Here’s What You Need to Know About Superior Water Conditioners

Traditional water conditioners make use of chemicals that work against the effects of hard water build-up in a home or office’s water lines. For years, individuals have utilized this convenient and effective way to soften their water and keep their plumbing systems healthy. What would you say if we told you there was another way? Magnetic water conditioners are becoming more widely-used as a means of softening water without the chemicals that many people don’t want to use if they don’t have to.

Why Do I Need a Water Conditioner in the First Place?

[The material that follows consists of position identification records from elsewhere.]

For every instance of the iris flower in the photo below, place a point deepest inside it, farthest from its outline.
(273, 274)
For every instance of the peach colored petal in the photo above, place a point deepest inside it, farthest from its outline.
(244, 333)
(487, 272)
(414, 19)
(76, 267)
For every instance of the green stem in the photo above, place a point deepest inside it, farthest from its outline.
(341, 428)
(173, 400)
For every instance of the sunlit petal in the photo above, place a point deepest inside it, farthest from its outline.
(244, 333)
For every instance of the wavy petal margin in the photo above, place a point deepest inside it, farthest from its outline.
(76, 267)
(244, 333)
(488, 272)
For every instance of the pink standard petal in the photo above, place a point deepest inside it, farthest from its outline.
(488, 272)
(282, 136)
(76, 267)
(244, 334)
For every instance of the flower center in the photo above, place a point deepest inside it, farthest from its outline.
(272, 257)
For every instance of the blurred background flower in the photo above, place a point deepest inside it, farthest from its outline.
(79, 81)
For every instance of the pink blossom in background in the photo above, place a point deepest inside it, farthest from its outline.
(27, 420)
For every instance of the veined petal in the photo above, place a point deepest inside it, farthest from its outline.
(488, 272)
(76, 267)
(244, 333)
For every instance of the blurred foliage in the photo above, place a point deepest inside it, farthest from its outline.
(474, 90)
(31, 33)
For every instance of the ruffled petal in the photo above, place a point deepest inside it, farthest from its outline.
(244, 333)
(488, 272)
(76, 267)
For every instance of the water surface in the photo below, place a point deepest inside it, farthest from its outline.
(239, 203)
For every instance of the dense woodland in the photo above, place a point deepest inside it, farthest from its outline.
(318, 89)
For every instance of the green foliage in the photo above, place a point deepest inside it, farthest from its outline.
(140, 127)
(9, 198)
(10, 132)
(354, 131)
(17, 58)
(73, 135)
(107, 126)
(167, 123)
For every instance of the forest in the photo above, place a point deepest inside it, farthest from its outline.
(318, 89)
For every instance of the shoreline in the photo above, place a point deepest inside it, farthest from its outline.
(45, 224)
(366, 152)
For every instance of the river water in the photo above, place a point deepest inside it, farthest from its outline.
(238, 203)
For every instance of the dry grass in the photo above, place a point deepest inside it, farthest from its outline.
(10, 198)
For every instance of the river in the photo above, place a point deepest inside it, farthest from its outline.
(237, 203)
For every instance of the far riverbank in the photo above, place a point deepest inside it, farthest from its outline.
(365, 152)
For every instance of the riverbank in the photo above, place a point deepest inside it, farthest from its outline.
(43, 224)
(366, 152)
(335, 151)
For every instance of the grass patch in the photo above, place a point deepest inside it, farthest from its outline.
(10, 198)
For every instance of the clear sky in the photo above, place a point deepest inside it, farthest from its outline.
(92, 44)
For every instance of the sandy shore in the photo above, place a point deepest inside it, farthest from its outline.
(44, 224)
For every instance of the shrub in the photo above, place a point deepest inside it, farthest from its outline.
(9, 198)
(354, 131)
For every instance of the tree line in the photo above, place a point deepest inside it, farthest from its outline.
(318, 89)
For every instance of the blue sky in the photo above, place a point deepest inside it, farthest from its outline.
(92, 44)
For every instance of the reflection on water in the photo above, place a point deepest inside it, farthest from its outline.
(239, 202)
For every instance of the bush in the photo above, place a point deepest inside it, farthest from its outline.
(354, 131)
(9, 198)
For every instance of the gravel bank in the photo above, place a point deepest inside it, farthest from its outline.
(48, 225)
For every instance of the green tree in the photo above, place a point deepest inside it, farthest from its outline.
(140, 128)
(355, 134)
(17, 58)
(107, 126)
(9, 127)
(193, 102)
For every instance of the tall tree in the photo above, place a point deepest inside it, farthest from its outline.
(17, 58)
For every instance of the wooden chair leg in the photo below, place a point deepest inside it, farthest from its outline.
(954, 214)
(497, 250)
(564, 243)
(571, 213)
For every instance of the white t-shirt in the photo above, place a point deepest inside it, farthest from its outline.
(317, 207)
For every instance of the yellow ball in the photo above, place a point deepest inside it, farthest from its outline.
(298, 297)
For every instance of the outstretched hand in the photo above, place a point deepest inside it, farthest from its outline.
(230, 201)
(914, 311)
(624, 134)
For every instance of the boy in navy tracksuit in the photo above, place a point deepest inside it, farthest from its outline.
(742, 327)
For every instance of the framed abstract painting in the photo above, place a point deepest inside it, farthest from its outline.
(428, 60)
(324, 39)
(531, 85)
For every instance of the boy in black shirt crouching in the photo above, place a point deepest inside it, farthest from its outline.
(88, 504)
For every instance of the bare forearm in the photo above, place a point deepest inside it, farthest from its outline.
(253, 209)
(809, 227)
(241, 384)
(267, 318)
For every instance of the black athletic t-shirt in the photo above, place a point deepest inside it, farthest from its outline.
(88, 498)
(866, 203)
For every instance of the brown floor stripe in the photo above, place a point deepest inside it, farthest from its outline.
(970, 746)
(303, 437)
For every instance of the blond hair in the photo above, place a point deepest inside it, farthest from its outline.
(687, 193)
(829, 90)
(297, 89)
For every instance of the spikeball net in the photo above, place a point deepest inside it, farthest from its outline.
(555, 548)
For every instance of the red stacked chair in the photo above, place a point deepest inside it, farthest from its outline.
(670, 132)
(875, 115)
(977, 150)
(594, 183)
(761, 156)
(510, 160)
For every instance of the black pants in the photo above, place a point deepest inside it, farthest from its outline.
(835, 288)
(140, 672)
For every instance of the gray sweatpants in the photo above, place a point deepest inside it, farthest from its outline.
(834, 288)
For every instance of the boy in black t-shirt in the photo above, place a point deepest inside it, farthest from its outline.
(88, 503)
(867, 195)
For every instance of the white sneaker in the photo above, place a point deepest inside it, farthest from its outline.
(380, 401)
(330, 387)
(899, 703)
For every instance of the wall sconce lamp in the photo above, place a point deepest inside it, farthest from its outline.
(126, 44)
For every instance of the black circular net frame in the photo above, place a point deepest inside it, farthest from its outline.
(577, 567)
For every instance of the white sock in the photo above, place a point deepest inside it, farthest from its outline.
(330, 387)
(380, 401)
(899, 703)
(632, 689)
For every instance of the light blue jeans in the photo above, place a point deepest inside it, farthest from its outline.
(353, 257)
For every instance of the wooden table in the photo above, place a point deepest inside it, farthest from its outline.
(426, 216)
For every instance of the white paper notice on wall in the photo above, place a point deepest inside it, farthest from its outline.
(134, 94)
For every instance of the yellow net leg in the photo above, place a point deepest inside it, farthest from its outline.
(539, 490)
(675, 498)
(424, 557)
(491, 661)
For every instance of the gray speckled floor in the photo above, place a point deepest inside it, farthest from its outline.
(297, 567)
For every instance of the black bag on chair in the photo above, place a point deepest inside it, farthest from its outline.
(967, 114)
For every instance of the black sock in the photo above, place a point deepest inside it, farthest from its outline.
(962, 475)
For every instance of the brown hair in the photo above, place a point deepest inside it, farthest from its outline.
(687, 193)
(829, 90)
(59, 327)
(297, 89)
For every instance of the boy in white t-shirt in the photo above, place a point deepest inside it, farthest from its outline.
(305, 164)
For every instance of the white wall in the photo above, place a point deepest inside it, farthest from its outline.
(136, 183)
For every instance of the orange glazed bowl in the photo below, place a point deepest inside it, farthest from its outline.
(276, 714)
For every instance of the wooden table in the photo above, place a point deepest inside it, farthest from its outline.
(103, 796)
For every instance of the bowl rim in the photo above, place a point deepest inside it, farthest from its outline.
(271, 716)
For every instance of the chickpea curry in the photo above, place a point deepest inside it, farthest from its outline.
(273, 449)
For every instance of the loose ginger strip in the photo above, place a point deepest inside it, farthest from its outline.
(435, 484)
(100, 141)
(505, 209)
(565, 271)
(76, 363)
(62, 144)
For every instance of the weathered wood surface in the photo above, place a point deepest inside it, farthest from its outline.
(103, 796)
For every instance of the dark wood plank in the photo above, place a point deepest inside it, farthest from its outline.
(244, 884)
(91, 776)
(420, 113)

Dissolved minerals can get into a home or office’s water lines, which leads to build-up that’s commonly referred to as “lime” or “scale.” Calcium carbonate and magnesium carbonate are the two most commonplace minerals to make their way into water. This occurs as a result of the numerous conditions that water experiences during its passage through pipes:

  • Temperature changes
  • Changes in pressure
  • Friction
  • Turbulence
  • Evaporation

After water goes through all of this, it can leave deposits of calcium carbonate and magnesium carbonate on the heat transfer elements of a plumbing system. Over time this forms the rock-like substance called “lime” or “scale.” The presence of this build-up makes it more difficult to heat up or cool down water.

Water conditioners work against the development of build-up so that your water lines function at peak quality.

How Do Magnetic Water Conditioners Work?

The ions of the material gathered on the thermal elements are attracted to and bond with one another to form lime/scale, which may also be known as “calcite.” The treatment chamber responsible for the function of the magnetic water conditioner uses magnetic fields to alter the ions’ charge identity. The ions, instead of being positive and negative, behave as ions with the same charge and are temporarily manipulated into not bonding with one another.

Instead of forming calcite, the calcium carbonate and magnesium carbonate form a powdery substance called aragonite. It moves right through the plumbing system, not clogging it up like plaque in an artery like calcite does and does not jeopardize the healthfulness of the water it passes through.

What is Aragonite Good For?

Aragonite can be tremendously helpful in preserving water lines. It creates a soft film that helps to combat the effects of erosion over time. The film clings to all damp surfaces in a plumbing system, thus keeping oxygen and other corrosive agents away from the metallic material of the pipes.

These superior water conditioners work on two levels to preserve pipes and protect them from scale build-up. And they do this without the use of chemicals that you don’t want anywhere near your water!